Kitap baş kahramanın başından geçen bir günü anlatır. Karakterin bir gününü
yetmiş sayfaya sığdırmış yazar. Kitabı bitirdikten sonra kitaba doyamıyorsunuz,
bu kadar erken bitmemeliydi demekten alamıyorsunuz kendinizi. Yetmiş sayfa dolu
dolu, hiçbir eksiği olmadan kısa ve öz aktarılmış okuyucuya. Yine bir insanın
psikolojik durumu o kadar yalın ve derin anlatılmıştır ki karakterle empati
kurmaktan yapamazsınız kitabın sonuna kadar.
Kimi zaman gündelik işler o kadar yorar ki bizleri,
kendimizi dinlemeye vakit bulamayız. Kendimizle yüzleşmekten, duygularımızı
açığa çıkarmaktan korkarız. Robotlaşırız ve duygularımızı köreltiriz. Bir süre
sonra da bu durum can sıkıcı bir hal almaya başlar. Yalnız olmaktan, duygusuz
yaşamaktan sıkılır ve bilmediğimiz o duyguları tatma isteği yeşerir içimizde. Olağanüstü Bir Gece’de duyguları
bastırılmış, burjuva ortamında yetişen, istediği her şeye sahip olan fakat
bunlardan hiçbir şekilde haz almayan bir karakter görüyoruz. Yalnızlıktan bunalmış, diğer insanların
dikkatini çekmeye çalışan ve heyecan duymak isteyen birinin serüvenine tanıklık
ediyoruz. İçinde unuttuğu bazı duyguları gün yüzüne çıkarmak istiyor ve bunun
için sokakta sürekli tanımadığı insanlarla muhattap oluyor. Kimi zaman onlardan
aradığı duyguları alıyor, kimi zamansa sadece acı çektiriyor kendine. Fakat hiçbir
şekilde kaçmıyor olanlardan. Üstüne üstüne giderek daha da batmak istiyor en
derine.
Başkahramanımız kendini bulmak istiyor adeta. Olaylar karşısında
nasıl tepki vereceğini, içinde ne tür duygularının uyanacağını öğrenmek ister. Kitabın
sonuna kadar da bu arayışı devam eder.
Yaşayacağı
bütün olumsuzlukları göze alarak en berbat durumlarla karşılaşmak ister. Bu
nedenle kesinlikle kaçmaz başına geleceklerden.
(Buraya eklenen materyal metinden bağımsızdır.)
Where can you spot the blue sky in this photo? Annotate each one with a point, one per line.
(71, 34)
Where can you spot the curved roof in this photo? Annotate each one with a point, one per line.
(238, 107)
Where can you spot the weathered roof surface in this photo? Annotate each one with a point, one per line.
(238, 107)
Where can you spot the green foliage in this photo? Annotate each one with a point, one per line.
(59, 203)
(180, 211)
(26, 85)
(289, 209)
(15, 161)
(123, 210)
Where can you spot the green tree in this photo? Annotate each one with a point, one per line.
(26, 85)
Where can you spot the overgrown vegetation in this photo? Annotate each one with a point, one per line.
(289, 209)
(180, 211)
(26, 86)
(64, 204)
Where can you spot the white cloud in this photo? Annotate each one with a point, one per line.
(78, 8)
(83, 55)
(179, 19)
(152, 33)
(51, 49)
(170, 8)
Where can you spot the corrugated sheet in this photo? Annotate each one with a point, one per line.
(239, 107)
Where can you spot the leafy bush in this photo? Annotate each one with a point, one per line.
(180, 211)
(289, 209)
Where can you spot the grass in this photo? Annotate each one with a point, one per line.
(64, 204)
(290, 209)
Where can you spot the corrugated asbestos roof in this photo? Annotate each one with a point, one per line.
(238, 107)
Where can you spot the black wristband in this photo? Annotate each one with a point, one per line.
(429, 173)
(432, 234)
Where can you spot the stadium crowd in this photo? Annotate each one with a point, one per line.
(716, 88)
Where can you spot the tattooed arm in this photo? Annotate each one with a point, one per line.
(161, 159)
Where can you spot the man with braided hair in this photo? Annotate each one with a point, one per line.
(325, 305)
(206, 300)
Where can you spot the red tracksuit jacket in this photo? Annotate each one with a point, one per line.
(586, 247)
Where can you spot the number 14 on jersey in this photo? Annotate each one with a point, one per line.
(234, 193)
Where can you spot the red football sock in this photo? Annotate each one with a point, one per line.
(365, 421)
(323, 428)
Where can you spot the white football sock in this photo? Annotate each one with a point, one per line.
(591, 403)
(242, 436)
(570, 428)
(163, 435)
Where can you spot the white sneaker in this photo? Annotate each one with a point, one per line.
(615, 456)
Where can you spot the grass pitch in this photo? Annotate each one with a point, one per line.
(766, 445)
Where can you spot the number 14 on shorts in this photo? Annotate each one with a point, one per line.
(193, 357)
En son yaşadığı bir olay onu zirvede bırakır. Bu olay sayesinde kendini
bulur ve duygularının farkına varır. Kendi kabuğundan çıkar ve tutkularının ve
heyecanının tadına varır.
Her okuyanın kendinden bir taraf bulduğu muhteşem bir
kitap. İnsan duygularına tercüme olan
mükemmel bir ruhsal analiz yaratmış Stefan Zweig bu eserinde. Satranç’ta da buna
benzer ruhsal durumlarla sıkça rastlaşmıştık. Okuduğum bu iki eserle de yazar
hakkında şunu söyleyebilirim: Yazar psikolojik analiz yapmada tamamen bir usta.
İnsanı o kadar iyi tanıyor ki bu sayede bizler de kendimizi ve etrafımızdaki
tanıma fırsatı buluyoruz. Kısa ve öz anlatımıyla her kesimin rahatça
okuyabileceği bu kitap şiddetle tavsiyemdir.